Eloquence runs in the Tiernan family. On Glebe Brethan’s website, David’s cows are lovingly described. “The Montbeliarde is beautiful in shades of dark chestnut with distinctive cream patches. She has a steady gait and inquisitive nature searching the hedgerows for the sweetest grasses and herbs.” She also produces extra creamy milk which is higher in protein and fat, a factor which lead David to found the Montbeliarde Cattle Society of Ireland in 1997.

David said that the proudest day of his life was the day his wife Margaret brought twin sons James and Leo into this world. He also took a familial pride in his closed herd, built up on his fourth-generation farm from two cows imported back in the mid-1990s. As cheesemonger and close ally Kevin Sheridan observes, “He was so proud of that land and his cows, and so he was proud of the milk they produced. He was never surprised when someone would say how good it was or how it was the best milk they ever tasted; he would just nod.”

They suited each other, David and the herd described on his website as “solid and stoic in appearance, serene and placid in nature and never in a hurry”. He might have been describing himself, and his steady, unhurried journey to becoming one of Ireland’s most highly regarded artisan food producers.
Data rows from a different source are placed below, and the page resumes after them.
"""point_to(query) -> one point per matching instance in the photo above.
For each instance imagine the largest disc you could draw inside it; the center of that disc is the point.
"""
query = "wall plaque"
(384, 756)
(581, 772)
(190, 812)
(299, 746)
No matter that David came to cheesemaking less than ten years ago – to the likes of Kevin Sheridan “it always felt like he was one of the originals, representing everything that Irish farmhouse cheese aspires to”. 

But David remained a dairy farmer, first and foremost. The cheese and the direct sales of milk were vehicles: an albeit meticulously crafted means to the treasured end of continuing his farming legacy. “While everyone agrees that his cheese is absolutely outstanding, what was really unique about David,” suggests Ruth Hegarty, Secretary of Euro-toques Ireland, “was that he recognised that what he was doing – and what had been done by his family for three generations before him – was really special.

“He recognised that their milk deserved to finish up somewhere better than in one huge vat in a creamery to be pasteurised and homogenised and packed on supermarket shelves, with little return for the farmer who had done everything to the highest standards and produced something of great value.”

As Secretary of the Irish Food Writer’s Guild, I had the personal pleasure of David and Margaret’s company during the Guild’s 2011 Irish Food Awards lunch. They were there to collect yet another award for his wonderful Glebe Brethan cheese. He told me he was surprised by the passion he had discovered for cheesemaking and that his cheese was getting better every year. He spoke in his quiet, understated way about the magic of walking his cows up a lane at 5am, knowing that they were about to give him the precious milk to produce what Kevin Sheridan describes as “those huge wheels of cheese, each one special, packed with the complexity of his land, his cows and himself”. 

David Tiernan was a dairy farmer by birth, and at heart. But through his too-short life he developed the accumulated skill and craft of an artisan, displayed the singular soul of a poet, and won friends and admirers countrywide with what was the charm of an Irish country gentleman in the truest sense of those words. Kevin speaks for so many when he says, “We will miss his beautiful cheese, but we will miss David, our friend, so much more.” 

David once said he would “walk to Cork for Myrtle Allen”. It may have surprised him to have known how many of the Irish food community would and did cross the country to pay their lasting respects to him. He was, for so many, one of the greatest inspirations: a true legend from that land of legends, Co Louth, and one of the most extraordinary of ordinary men.